“Opportunity Zones” Will Sweeten District-Supported Real Estate Deals

A new federal tax incentive is poised to have a large impact on District-supported real estate projects. Per last year’s federal tax overhaul, investments in real estate or businesses located in Opportunity Zones—low-income census tracts designated by states—can receive large capital gains tax breaks. The incentive is designed to drive investment to neighborhoods where private capital would otherwise be hesitant to invest. Yet DC’s chosen Opportunity Zones overlap substantially with the location of major District-supported real estate projects already underway, as well as areas that already have high levels of private investment. This points to a need for District policymakers to consider the value of all incentives available to investors when approaching real estate deals and adjust the level of District subsidy accordingly. The District should also more closely target incentives to areas where private investment is not already occurring.

Opportunity Zones offer significant tax benefits to investors. Capital gains taxes on investments in real estate and certain other assets located in Opportunity Zones (via an investment vehicle called an Opportunity Fund) can be forgiven if the investment is held for at least ten years; there are also tax discounts available after five and seven years. Moreover, investors can roll their other investments into an Opportunity Fund, defer the capital gains on that investment, and receive the same tax benefits as above.

There are many important policy questions surrounding Opportunity Zones. Because the tax benefits grow with the appreciation of the investments (e.g. rising property values) some experts worry that Opportunity Zones will serve as a subsidy for gentrification—especially because there is no requirement that investments provide any benefits for the community, such as affordable housing or high-quality jobs.

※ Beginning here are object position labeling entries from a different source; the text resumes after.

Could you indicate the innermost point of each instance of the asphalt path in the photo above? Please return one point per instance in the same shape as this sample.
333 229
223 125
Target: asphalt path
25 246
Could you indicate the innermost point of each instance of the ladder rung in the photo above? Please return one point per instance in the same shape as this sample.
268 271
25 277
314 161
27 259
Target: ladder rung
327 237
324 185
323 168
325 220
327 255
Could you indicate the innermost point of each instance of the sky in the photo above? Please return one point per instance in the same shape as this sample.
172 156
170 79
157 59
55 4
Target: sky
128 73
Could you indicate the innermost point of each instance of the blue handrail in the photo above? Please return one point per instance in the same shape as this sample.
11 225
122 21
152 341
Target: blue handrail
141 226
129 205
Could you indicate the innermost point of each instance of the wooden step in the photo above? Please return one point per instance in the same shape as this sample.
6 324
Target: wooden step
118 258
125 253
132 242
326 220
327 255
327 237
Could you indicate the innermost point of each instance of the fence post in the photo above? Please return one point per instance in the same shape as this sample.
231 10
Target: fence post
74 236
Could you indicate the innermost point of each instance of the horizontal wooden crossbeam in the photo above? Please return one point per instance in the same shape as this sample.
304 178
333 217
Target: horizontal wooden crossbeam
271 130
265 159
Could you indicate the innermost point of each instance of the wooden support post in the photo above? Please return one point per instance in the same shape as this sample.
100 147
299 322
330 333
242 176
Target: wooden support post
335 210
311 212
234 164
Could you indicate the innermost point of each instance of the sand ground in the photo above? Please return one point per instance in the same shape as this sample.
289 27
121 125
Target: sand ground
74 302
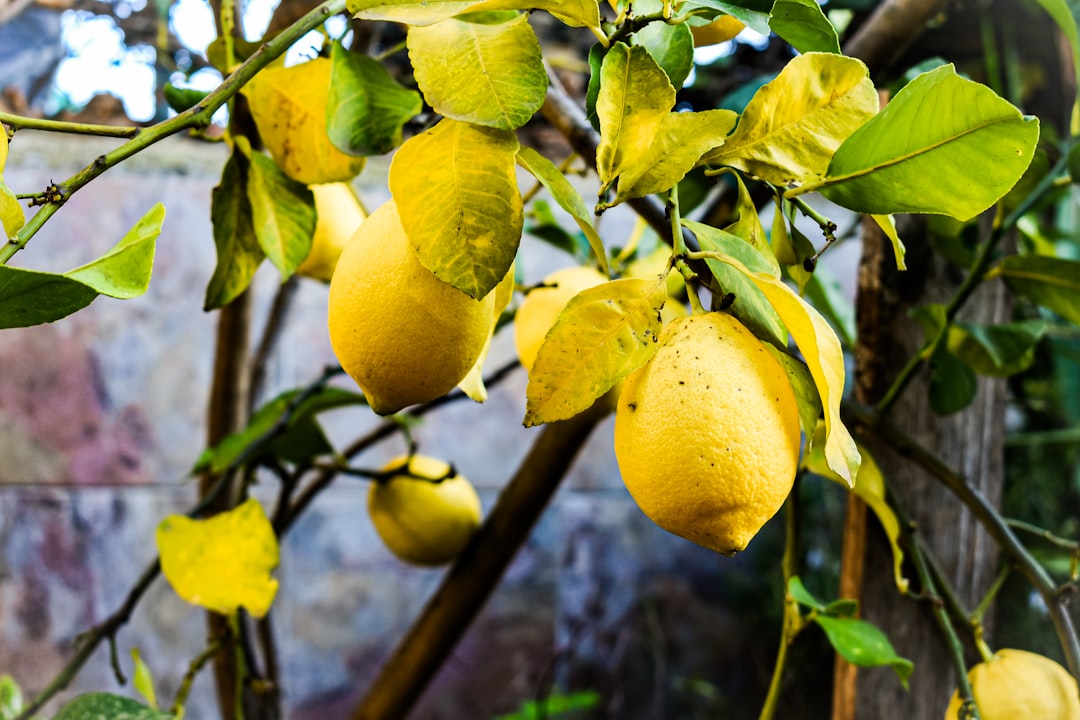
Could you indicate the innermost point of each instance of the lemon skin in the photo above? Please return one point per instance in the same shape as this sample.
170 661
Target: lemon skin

Furthermore, place-based tax incentives have a poor record of success in attracting new investments that would not have occurred otherwise. Finally, the underlying premise of Opportunity Zones—that funneling capital investment into poor neighborhoods will, in and of itself, create new economic opportunities for low-income residents—is questionable.

An examination of the District’s designated[1] Opportunity Zones reveals yet another concern: substantial overlap of the chosen tracts with the city’s pipeline of real estate projects—including every eligible major publicly owned land parcel slated for redevelopment. This means additional unplanned-for benefits for investors in developments that are already happening:

The District may have intended to give a special boost to developments it is already supporting.[3] However, unless the full package of District subsidies—such as land discounts, tax abatements, grants, infrastructure financing, and other place-based incentives— is reduced to account for the value of Opportunity Zone tax breaks, the District will have enabled investors to “double dip”: to receive several layers of incentives without providing a commensurate level of public benefits.[4]

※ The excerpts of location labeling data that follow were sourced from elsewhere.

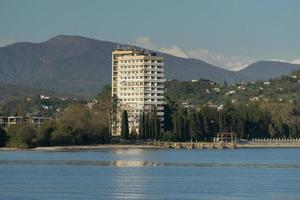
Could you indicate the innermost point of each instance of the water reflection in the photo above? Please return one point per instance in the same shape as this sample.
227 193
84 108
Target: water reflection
128 151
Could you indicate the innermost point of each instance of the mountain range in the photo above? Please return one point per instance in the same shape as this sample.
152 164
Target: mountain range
81 66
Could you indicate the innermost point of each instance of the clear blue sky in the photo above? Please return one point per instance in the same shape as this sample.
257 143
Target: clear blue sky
234 29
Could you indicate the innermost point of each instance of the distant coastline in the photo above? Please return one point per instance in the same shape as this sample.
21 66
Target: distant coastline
146 146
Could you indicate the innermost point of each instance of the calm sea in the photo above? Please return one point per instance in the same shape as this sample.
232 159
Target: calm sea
151 174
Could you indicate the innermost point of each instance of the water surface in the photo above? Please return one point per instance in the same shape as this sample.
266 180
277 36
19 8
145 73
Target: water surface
151 174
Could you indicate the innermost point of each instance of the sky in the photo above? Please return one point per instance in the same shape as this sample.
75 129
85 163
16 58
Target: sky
227 33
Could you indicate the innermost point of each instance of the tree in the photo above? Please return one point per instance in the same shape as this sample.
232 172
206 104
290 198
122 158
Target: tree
3 137
142 126
125 126
21 136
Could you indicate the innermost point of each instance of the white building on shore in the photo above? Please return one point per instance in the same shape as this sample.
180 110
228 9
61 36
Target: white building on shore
137 86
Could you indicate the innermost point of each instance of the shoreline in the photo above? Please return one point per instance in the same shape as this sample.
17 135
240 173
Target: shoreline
140 146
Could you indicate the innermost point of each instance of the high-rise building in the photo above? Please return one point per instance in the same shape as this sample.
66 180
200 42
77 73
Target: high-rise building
137 87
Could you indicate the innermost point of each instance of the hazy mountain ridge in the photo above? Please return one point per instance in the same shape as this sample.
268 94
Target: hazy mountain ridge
81 66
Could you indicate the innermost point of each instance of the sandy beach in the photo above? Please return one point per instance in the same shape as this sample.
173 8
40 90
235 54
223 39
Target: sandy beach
140 146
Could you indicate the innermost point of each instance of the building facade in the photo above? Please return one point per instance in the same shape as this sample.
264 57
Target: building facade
137 87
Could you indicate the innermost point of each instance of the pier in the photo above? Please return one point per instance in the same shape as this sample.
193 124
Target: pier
193 145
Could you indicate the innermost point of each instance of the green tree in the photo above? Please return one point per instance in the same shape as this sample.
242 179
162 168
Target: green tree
21 136
3 137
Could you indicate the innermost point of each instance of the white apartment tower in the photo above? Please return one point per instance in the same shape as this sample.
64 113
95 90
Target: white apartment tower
137 86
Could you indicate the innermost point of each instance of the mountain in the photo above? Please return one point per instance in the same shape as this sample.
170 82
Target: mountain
81 66
264 70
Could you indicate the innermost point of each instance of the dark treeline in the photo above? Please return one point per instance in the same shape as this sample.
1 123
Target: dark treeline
248 121
81 125
77 125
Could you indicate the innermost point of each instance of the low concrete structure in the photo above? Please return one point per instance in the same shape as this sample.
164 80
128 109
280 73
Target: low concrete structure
12 120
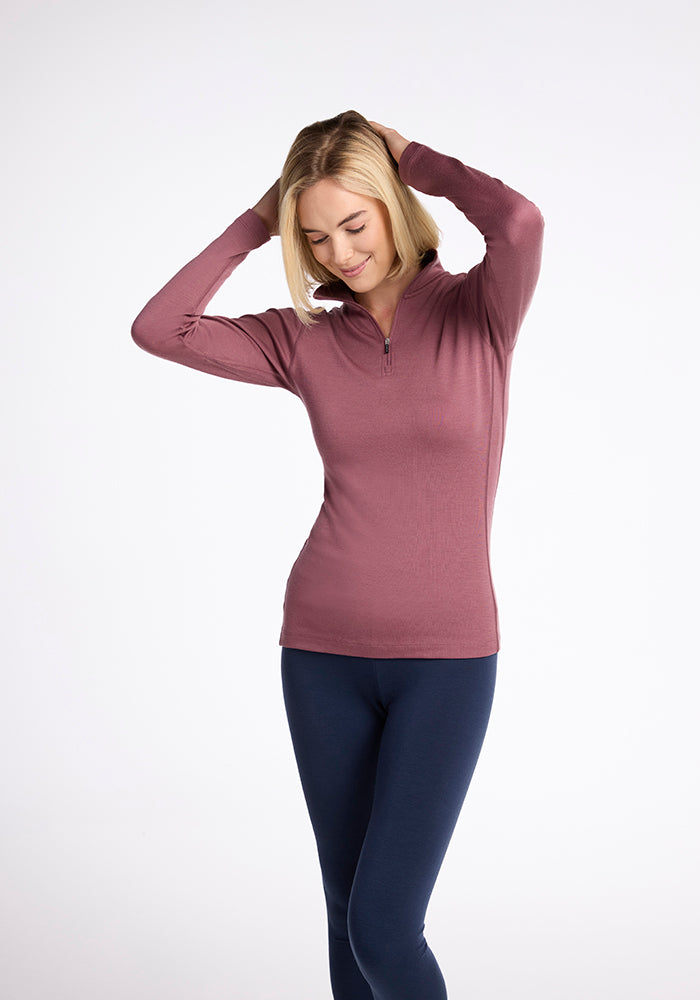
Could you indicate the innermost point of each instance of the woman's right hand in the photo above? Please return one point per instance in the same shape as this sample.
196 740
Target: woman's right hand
268 208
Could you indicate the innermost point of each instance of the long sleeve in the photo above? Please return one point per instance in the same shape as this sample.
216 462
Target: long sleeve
500 288
257 348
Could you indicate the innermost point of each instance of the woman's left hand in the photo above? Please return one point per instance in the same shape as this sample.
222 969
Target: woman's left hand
394 141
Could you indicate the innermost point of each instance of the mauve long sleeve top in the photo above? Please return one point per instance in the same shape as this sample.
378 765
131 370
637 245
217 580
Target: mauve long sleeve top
410 428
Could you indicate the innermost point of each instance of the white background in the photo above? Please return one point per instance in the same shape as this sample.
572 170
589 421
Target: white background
155 841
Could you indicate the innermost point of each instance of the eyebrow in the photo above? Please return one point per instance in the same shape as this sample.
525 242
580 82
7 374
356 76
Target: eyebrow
348 219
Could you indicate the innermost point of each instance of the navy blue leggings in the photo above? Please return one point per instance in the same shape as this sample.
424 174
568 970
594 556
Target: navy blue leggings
385 749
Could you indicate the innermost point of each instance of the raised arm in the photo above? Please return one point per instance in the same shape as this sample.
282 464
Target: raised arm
500 288
257 348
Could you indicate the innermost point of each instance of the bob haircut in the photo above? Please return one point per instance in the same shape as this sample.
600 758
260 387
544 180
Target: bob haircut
348 150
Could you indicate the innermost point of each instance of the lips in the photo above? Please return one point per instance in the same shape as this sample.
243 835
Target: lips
356 270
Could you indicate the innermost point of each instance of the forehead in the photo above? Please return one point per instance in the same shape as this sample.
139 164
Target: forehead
329 202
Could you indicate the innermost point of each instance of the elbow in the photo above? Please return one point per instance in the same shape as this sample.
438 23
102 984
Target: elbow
144 335
526 224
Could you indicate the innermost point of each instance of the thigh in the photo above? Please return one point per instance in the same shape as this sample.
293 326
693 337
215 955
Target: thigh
336 723
437 716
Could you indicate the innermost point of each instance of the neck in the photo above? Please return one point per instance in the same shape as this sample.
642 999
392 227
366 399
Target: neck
383 301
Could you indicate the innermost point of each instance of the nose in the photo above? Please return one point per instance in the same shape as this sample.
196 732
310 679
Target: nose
342 252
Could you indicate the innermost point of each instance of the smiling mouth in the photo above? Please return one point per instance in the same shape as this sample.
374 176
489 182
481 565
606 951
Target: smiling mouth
355 270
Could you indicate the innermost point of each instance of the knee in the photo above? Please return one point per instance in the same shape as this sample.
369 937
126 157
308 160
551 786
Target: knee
381 937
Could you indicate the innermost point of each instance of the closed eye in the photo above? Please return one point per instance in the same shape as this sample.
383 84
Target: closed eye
324 238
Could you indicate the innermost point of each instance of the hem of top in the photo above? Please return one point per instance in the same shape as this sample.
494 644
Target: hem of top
388 652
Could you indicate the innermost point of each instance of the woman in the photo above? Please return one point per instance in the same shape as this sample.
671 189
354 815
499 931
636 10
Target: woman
390 627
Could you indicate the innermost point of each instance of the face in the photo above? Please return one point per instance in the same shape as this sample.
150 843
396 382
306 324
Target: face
349 233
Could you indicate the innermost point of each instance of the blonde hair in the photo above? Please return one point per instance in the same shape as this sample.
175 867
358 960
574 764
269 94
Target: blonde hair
348 150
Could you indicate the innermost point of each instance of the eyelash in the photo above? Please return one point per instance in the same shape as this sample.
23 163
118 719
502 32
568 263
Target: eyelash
353 231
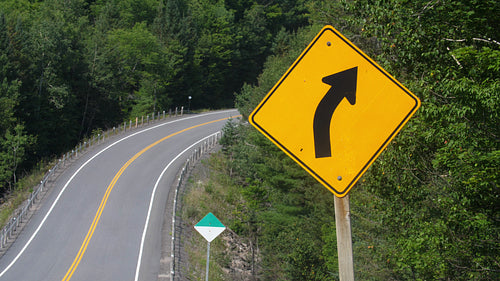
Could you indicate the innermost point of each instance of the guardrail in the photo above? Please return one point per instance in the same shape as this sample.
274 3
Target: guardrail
22 213
207 144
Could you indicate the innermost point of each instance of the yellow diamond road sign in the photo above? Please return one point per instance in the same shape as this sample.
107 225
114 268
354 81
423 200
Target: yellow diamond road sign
334 111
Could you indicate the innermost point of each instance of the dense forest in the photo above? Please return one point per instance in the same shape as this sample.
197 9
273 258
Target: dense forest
428 208
68 68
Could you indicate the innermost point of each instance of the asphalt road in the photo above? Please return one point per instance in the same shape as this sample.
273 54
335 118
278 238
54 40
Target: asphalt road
92 225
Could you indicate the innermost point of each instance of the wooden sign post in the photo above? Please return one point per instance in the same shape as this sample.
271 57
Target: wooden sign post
344 238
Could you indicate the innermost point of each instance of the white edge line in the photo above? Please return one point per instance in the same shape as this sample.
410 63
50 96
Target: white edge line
139 260
79 169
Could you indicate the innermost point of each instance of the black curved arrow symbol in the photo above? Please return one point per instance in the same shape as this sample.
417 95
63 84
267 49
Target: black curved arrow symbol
343 86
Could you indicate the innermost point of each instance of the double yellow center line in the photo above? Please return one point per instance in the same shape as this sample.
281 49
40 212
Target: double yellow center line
97 216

Unfortunately, subsidy packages for many of the real estate developments now covered by Opportunity Zones have already been approved. This points to a need for the District to be transparent going forward about the value of every incentive or subsidy—federal or local—available to a development project.

Finally, many of DC’s Opportunity Zones already have high levels of private investment. According to an index developed by the Urban Institute that captures commercial lending, multifamily lending, single-family lending, and small business lending between 2011 and 2015, 20 percent of designated DC Opportunity Zone tracts have private investment flows above the 70th percentile among eligible DC tracts. Nearly all large public parcels designated Opportunity Zones have or are adjacent to areas with high levels of investment.  Notably, the census tracts corresponding to Anacostia and Congress Heights show high private investment flows and are designated Opportunity Zones—while tracts with little current investment (such as the Douglass-Shipley Terrace area) have not received an Opportunity Zone designation.

This means that some areas with little pre-existing investment flow will receive no incentive benefit, while investors in several neighborhoods already on the verge of change will gain large tax breaks. In the latter, the mix of pre-existing investor interest and new incentives could be a precursor to accelerated gentrification—making it all the more important that the District adopt equitable development strategies and avoid missing opportunities to target incentives where investment is not already occurring.

 

[1] The District is not the only jurisdiction to designated tracts already primed for development. See reporting by Bloomberg and the Wall Street Journal. An Urban Institute brief, Did States Maximize Their Opportunity Zone Selections? Analysis of the Opportunity Zone Designations, provides state comparisons.
[2] Layering subsidies is not in itself problematic; in fact, most affordable housing is underwritten this way.
[3] Of the District’s 179 census tracts, 116 were eligible for designation, and 25 were selected for designation by the Deputy Mayor for Planning and Economic Development.
[4]  McMillan was not eligible; the census tract next to it was designated.